Controversy abounds Mary Magdalene, who, more often than not, is ill-defined as the "companion" of Jesus Christ and portrayed as one of the demimonde of her time. The fictional account of Magdalene as the wife of Jesus in monstrous bestseller of Dan Brown, The Da Vinci Code, created a furor among the Christians and many deemed the novel as sacrilegious.
Preceding Brown's opus was the controversial novel of Nikos Kazantsakis: The Last Temptation of Christ. It was made into a movie in 1988 by recently Oscar-awarded director Martin Scorsese, but was totally banned, condemned and vilified in most Christian countries. Though a fiction, it was a smashing bestseller and dazzled millions of readers. It was a shocking fascination in depicting the very intimate relationship between Mary Magdalene and Jesus Christ.

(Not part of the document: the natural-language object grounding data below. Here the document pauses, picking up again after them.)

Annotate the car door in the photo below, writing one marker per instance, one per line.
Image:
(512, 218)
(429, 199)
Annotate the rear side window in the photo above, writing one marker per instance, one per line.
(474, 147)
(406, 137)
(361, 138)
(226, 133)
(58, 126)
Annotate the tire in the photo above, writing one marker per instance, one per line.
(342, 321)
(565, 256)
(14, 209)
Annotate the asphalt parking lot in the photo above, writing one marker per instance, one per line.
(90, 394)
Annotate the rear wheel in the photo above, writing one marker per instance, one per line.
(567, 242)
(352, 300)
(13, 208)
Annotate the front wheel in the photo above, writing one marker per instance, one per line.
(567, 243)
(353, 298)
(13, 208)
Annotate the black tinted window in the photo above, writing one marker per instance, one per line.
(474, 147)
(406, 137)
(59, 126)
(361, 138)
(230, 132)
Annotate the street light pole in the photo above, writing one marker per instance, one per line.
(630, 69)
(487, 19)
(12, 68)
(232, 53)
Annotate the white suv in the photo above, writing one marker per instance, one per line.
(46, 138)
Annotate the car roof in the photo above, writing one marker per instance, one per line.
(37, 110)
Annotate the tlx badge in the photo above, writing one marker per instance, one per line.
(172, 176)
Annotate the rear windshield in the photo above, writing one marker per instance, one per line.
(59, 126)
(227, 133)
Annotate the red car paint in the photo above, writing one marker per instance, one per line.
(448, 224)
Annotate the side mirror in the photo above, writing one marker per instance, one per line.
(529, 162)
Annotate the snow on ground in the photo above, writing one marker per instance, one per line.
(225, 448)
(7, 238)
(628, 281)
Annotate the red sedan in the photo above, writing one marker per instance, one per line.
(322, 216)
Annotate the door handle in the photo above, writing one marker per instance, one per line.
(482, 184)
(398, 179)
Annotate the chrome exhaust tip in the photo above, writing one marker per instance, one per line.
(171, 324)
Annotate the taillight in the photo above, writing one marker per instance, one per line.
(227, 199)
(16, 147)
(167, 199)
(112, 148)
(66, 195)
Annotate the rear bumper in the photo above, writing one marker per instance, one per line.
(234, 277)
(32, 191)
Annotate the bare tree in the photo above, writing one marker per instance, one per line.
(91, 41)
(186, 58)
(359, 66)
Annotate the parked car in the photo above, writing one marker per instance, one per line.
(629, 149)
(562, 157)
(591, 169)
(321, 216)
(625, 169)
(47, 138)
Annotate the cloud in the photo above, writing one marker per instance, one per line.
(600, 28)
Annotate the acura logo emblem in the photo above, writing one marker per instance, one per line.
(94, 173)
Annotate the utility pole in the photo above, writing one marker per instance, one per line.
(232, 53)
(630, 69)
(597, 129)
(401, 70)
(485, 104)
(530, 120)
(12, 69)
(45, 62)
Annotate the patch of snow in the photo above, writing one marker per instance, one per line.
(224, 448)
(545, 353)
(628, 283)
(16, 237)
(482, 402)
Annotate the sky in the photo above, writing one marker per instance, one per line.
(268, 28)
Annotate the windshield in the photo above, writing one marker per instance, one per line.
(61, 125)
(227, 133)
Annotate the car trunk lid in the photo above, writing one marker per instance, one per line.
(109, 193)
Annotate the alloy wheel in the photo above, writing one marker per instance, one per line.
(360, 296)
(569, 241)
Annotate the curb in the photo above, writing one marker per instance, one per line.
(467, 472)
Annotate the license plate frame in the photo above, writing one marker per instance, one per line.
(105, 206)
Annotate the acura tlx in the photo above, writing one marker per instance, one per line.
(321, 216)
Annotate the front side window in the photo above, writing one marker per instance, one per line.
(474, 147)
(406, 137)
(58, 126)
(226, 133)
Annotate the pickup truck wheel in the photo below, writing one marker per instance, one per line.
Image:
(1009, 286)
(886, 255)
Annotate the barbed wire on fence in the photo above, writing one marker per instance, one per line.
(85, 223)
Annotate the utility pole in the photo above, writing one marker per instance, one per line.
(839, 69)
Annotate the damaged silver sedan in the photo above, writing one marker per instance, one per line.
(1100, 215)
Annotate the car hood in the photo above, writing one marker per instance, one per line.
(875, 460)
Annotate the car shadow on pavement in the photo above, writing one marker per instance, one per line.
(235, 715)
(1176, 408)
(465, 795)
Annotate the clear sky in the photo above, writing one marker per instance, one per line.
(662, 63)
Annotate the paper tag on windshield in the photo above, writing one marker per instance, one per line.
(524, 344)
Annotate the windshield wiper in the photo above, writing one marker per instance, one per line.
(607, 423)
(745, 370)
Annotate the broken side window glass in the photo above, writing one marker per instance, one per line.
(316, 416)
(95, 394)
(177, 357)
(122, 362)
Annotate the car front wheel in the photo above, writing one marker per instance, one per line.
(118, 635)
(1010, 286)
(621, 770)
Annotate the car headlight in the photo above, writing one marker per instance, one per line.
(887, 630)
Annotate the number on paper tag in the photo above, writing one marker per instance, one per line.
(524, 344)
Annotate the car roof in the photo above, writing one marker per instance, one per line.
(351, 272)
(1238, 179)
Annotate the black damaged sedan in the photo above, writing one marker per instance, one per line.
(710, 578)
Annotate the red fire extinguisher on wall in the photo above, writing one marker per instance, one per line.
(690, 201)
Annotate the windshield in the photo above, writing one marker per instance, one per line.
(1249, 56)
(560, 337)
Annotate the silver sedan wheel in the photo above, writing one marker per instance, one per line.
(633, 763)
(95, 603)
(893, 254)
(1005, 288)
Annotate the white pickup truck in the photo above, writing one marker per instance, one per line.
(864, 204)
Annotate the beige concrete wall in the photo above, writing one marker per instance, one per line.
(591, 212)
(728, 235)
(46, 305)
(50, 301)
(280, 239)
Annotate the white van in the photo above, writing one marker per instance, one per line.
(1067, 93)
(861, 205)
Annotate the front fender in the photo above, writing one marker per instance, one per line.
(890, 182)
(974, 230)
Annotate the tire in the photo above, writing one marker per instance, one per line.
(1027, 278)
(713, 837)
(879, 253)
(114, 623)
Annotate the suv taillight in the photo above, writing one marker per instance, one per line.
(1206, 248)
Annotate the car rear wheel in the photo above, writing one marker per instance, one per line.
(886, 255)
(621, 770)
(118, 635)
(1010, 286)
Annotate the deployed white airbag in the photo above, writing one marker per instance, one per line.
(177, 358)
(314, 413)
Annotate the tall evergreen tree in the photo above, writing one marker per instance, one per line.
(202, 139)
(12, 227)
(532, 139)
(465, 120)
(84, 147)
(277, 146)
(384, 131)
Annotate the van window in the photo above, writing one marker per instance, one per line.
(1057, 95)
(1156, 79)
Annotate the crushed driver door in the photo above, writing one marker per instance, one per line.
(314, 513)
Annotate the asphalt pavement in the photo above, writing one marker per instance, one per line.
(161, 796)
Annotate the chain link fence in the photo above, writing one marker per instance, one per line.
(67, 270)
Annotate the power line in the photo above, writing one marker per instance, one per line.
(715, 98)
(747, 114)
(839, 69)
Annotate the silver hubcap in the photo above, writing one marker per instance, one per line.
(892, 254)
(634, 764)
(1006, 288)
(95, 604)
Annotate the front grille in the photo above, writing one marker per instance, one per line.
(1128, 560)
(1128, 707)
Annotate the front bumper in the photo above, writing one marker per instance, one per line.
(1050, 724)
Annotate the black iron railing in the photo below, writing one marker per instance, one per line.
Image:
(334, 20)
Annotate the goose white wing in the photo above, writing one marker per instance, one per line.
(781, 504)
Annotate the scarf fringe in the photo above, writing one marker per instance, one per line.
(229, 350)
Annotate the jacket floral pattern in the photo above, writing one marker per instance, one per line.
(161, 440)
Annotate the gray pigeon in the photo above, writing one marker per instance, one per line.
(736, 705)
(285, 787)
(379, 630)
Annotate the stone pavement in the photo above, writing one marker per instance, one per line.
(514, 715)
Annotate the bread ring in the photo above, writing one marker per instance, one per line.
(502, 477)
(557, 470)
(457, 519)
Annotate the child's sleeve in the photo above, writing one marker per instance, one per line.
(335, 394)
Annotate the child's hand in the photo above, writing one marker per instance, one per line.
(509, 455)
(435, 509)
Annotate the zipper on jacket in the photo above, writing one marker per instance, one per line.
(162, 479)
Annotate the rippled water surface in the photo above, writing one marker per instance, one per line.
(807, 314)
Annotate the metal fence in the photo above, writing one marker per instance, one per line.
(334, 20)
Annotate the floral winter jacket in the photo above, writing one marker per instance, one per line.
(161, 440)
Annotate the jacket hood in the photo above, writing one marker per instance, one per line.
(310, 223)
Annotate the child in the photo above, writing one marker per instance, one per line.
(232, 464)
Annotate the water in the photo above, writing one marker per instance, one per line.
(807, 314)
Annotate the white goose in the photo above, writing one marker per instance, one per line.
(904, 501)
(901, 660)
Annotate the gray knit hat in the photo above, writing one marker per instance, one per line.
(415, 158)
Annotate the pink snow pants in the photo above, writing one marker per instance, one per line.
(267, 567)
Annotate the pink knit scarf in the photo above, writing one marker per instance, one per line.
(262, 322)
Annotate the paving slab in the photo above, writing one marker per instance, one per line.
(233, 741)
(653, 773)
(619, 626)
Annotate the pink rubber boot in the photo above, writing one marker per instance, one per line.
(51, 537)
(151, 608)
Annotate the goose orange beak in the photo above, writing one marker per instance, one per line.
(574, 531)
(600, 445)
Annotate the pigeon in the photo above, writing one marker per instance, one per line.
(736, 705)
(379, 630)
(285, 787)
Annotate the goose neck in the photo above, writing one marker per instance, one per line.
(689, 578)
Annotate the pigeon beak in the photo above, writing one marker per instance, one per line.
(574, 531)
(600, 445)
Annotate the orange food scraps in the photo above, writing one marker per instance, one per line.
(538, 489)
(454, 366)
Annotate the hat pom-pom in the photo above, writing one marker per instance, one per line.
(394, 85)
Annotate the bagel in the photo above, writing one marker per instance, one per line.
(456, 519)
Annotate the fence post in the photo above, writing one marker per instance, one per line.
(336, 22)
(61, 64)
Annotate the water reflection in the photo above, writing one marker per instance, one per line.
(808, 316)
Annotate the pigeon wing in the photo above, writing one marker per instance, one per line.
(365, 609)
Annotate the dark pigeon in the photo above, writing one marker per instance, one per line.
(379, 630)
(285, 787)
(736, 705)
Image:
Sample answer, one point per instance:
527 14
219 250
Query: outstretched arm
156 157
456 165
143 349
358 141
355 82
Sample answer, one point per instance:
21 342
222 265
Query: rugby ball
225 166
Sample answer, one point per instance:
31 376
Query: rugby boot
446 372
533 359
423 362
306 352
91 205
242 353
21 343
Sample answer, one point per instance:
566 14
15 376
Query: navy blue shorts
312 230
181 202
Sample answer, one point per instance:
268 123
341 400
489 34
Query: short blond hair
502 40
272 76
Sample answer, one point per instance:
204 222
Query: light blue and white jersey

If we have to take into account the Gnostic Gospel of Philip, which is not included in the traditional Holy Bible, including the Jerusalem Bible, the romantic link between the Son of God and Mary Magdalene had been inspired by said gospel that depicted the relationship, thus, we have this observation: "But Christ loved her more than all the disciples and
used to kiss her often on the mouth. The rest of the disciples were offended by it and expressed disapproval. They said to him, 'Why do you love her more than all of us?' The Saviour answered and said to them, "Why do I not love you as I love her?" ("The Templar Revelation" by Lynn Picknett and Clive Prince, p. 65, Simon & Schuster, 1998)
With the discovery in 1945 of fifty-two papyrus texts hidden in an earthen jar in the vast Egyptian desert, now known as the Dag Hammadi, and the earlier Dead See Scrolls seem to heighten the controversy surrounding the participation of Mary Magdalene among the members of the orthodox community, outside of the Gnostic circles.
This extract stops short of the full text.